Decimus Saxon était assis sur le bord du coffre de chêne à côté de mon père et l'épiait attentivement de ses petits yeux clignotants, pendant que le vieillard ajustait ses lunettes de corne et brisait le sceau de la lettre que le visiteur inconnu venait de lui remettre.

Je vis que mon père, après avoir jeté les yeux sur la signature qui terminait la longue épître d'une écriture serrée, laissa échapper un mouvement de surprise et resta un instant immobile à la regarder fixement.

Puis il commença à lire, depuis le commencement, avec la plus grande attention.

Évidemment elle ne lui apportait pas de mauvaises nouvelles, car ses yeux étincelaient de joie quand il les releva après sa lecture, et plus d'une fois il rit tout haut.

Enfin, il demanda à Saxon comment elle était parvenue entre ses mains, et s'il en connaissait le contenu.

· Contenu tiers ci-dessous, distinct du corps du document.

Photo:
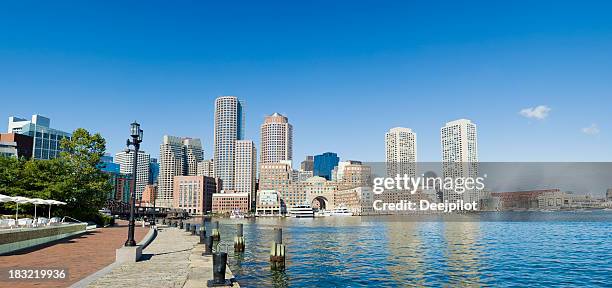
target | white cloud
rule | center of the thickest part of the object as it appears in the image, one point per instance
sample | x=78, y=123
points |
x=539, y=112
x=591, y=130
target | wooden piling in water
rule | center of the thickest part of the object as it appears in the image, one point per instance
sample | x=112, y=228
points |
x=277, y=251
x=239, y=239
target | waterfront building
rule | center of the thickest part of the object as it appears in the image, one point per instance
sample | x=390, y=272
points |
x=153, y=171
x=269, y=203
x=228, y=201
x=206, y=168
x=400, y=152
x=276, y=139
x=316, y=191
x=170, y=165
x=46, y=140
x=459, y=156
x=300, y=176
x=126, y=163
x=275, y=176
x=308, y=164
x=193, y=154
x=324, y=164
x=107, y=165
x=229, y=127
x=521, y=200
x=148, y=195
x=17, y=145
x=194, y=194
x=354, y=174
x=8, y=149
x=357, y=200
x=245, y=175
x=177, y=157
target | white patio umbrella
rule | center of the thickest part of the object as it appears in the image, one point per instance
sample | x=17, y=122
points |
x=5, y=198
x=38, y=201
x=54, y=202
x=18, y=200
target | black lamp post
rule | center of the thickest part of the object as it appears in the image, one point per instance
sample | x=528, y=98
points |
x=136, y=134
x=154, y=222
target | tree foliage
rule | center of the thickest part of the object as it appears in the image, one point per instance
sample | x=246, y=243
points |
x=72, y=178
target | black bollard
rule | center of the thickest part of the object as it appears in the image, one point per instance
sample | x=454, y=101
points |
x=239, y=239
x=277, y=252
x=208, y=246
x=219, y=266
x=202, y=234
x=216, y=235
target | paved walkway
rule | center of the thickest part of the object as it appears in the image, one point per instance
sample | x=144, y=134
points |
x=172, y=260
x=82, y=255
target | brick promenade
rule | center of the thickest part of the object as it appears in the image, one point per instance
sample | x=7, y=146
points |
x=82, y=255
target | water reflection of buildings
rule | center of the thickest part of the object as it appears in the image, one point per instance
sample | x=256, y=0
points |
x=463, y=254
x=406, y=251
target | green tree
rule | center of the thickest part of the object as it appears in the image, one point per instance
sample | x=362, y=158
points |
x=83, y=186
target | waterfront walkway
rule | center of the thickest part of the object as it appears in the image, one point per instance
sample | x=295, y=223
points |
x=172, y=260
x=81, y=255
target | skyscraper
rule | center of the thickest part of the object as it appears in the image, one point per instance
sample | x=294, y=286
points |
x=400, y=152
x=459, y=155
x=177, y=157
x=276, y=139
x=193, y=153
x=229, y=127
x=324, y=164
x=206, y=168
x=46, y=142
x=126, y=163
x=170, y=165
x=307, y=164
x=246, y=168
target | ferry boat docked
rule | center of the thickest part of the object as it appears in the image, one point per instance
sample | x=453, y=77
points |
x=301, y=211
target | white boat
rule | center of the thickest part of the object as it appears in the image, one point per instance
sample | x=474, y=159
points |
x=301, y=211
x=341, y=210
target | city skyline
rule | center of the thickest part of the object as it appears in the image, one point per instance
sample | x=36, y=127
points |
x=543, y=82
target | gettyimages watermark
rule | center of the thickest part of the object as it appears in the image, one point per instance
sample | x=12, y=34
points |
x=407, y=184
x=436, y=188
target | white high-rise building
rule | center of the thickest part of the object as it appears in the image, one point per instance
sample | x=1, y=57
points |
x=229, y=127
x=459, y=155
x=246, y=168
x=206, y=168
x=193, y=153
x=177, y=157
x=126, y=163
x=276, y=139
x=400, y=152
x=171, y=163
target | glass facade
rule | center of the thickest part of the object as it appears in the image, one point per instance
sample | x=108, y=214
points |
x=324, y=164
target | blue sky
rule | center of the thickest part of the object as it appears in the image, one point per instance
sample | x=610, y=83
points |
x=344, y=72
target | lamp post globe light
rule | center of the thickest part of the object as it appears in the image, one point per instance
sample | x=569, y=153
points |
x=136, y=134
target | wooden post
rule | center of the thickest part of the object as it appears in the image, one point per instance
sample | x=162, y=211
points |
x=277, y=251
x=239, y=239
x=216, y=235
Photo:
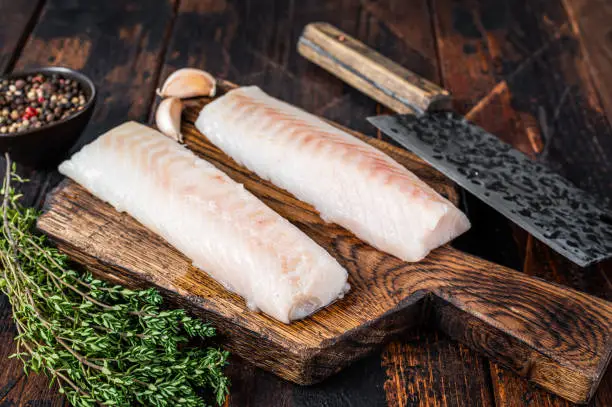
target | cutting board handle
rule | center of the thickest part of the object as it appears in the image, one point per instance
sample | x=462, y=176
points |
x=379, y=77
x=555, y=336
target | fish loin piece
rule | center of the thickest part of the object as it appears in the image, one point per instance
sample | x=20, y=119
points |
x=348, y=181
x=224, y=229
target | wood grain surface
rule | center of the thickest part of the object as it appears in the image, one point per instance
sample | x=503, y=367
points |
x=253, y=42
x=556, y=337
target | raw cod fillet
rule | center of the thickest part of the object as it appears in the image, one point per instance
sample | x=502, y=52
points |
x=221, y=227
x=348, y=181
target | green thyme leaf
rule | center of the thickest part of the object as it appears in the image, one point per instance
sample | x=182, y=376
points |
x=103, y=344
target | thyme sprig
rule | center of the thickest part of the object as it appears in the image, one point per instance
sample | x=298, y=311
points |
x=103, y=344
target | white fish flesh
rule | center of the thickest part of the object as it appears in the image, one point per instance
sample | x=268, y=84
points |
x=348, y=181
x=224, y=229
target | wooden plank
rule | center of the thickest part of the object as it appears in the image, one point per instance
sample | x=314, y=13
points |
x=426, y=371
x=477, y=302
x=590, y=23
x=540, y=101
x=16, y=21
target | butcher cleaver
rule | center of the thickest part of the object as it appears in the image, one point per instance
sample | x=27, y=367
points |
x=548, y=206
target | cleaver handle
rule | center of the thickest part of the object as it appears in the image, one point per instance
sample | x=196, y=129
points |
x=375, y=75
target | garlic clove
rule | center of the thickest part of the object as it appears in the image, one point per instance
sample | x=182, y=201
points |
x=168, y=118
x=187, y=83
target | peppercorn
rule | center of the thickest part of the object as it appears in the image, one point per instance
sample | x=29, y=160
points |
x=38, y=100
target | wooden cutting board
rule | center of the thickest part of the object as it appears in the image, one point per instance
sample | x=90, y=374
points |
x=555, y=336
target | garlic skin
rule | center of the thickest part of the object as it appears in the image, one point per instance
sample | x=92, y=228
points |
x=188, y=83
x=168, y=118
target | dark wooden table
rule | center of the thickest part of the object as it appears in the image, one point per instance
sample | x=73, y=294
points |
x=538, y=73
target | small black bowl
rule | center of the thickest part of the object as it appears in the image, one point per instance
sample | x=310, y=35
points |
x=48, y=145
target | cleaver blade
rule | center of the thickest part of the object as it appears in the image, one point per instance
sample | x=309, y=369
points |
x=545, y=204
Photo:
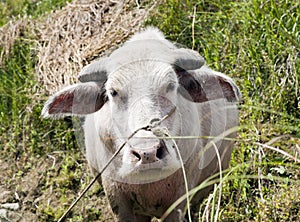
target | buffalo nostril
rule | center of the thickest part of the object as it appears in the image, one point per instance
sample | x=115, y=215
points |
x=161, y=151
x=136, y=154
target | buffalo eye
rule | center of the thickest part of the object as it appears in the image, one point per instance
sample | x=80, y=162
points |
x=113, y=93
x=170, y=87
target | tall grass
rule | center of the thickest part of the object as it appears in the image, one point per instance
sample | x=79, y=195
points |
x=257, y=43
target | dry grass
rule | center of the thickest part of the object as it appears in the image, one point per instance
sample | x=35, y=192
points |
x=70, y=38
x=80, y=32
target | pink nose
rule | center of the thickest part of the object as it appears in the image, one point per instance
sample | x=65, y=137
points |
x=149, y=155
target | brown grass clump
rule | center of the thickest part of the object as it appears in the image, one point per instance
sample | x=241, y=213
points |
x=10, y=32
x=80, y=32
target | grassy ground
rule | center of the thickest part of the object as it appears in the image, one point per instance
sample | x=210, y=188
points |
x=256, y=42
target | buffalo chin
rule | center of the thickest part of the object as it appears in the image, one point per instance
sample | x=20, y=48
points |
x=147, y=173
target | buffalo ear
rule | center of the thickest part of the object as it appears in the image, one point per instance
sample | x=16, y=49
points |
x=96, y=71
x=75, y=100
x=205, y=84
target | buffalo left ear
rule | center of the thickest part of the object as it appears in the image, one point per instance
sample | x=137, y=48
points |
x=204, y=84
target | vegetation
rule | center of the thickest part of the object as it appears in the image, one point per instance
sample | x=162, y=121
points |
x=256, y=42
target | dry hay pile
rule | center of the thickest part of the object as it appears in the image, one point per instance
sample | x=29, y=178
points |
x=81, y=31
x=70, y=38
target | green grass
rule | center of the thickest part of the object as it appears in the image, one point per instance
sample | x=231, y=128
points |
x=256, y=42
x=10, y=9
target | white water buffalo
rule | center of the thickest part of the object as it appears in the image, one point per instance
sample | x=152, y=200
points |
x=137, y=85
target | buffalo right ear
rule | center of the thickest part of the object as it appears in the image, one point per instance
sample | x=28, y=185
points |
x=76, y=100
x=205, y=85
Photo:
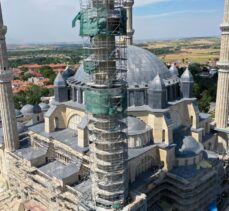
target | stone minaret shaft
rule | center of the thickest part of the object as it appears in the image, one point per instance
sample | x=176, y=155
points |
x=9, y=124
x=222, y=102
x=130, y=31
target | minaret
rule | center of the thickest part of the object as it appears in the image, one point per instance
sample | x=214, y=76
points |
x=9, y=124
x=106, y=100
x=129, y=11
x=222, y=102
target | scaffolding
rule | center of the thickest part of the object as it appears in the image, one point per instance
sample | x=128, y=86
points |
x=102, y=25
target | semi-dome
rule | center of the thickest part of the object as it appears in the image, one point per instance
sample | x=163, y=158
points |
x=190, y=146
x=139, y=134
x=142, y=65
x=44, y=106
x=157, y=84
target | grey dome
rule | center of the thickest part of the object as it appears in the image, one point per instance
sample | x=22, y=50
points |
x=191, y=146
x=187, y=76
x=18, y=113
x=44, y=106
x=173, y=70
x=27, y=109
x=135, y=124
x=59, y=81
x=143, y=66
x=20, y=127
x=68, y=72
x=157, y=84
x=36, y=109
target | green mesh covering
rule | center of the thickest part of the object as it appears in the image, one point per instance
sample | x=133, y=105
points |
x=101, y=102
x=89, y=66
x=94, y=21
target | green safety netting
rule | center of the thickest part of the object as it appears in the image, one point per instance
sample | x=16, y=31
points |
x=94, y=21
x=101, y=102
x=89, y=66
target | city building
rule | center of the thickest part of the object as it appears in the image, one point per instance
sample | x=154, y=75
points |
x=123, y=133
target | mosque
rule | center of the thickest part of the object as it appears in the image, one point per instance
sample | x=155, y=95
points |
x=175, y=156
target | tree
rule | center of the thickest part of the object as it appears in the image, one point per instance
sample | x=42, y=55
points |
x=31, y=96
x=48, y=72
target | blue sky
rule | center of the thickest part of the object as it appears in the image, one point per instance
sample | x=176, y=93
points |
x=49, y=21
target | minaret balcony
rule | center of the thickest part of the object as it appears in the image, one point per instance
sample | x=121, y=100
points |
x=6, y=76
x=224, y=27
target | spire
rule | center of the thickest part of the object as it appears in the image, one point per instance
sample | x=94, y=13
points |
x=173, y=70
x=222, y=99
x=187, y=76
x=157, y=84
x=3, y=55
x=129, y=10
x=59, y=81
x=226, y=12
x=1, y=18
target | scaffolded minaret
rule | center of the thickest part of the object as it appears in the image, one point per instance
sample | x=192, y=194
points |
x=9, y=124
x=103, y=22
x=222, y=102
x=130, y=31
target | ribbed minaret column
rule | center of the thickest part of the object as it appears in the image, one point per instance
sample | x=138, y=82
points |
x=222, y=102
x=130, y=31
x=9, y=124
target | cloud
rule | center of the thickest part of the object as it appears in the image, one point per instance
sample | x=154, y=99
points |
x=140, y=3
x=176, y=13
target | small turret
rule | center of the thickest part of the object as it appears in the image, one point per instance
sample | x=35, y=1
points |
x=186, y=84
x=173, y=70
x=157, y=94
x=60, y=89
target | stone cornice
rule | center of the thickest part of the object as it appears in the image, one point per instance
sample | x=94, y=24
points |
x=223, y=65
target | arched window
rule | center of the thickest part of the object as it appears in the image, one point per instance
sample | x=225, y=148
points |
x=74, y=122
x=191, y=120
x=56, y=123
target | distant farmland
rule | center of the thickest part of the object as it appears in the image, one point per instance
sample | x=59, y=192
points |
x=199, y=50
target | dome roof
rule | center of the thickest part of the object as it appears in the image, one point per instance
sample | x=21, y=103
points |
x=143, y=66
x=157, y=84
x=44, y=106
x=59, y=81
x=187, y=76
x=27, y=109
x=190, y=146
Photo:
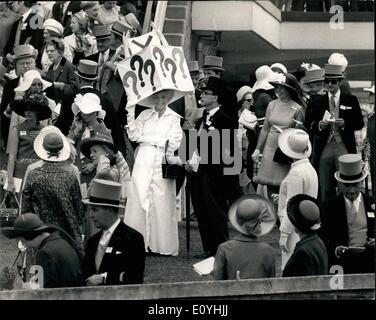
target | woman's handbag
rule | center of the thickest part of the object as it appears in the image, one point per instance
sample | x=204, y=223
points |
x=171, y=171
x=8, y=215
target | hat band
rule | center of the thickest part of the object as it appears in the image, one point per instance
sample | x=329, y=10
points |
x=353, y=177
x=104, y=201
x=86, y=75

—Oh! pour cela, dit le messager, elle m'a été remise par un personnage qui n'était rien moins que Dicky Rumbold lui-même, et en présence d'autres qu'il ne m'appartient pas de nommer. Quant au contenu, votre bon sens vous dira que je me garderais bien de risquer mon cou en portant un message sans connaître la nature de ce message. Cartels, pronunciamientos, défis, signaux de trêve, propositions de waffenstillstand, comme les appellent les Allemands, tout cela a passé par mes mains, sans jamais s'égarer.

—Vraiment! dit mon père, vous êtes aussi du nombre des fidèles?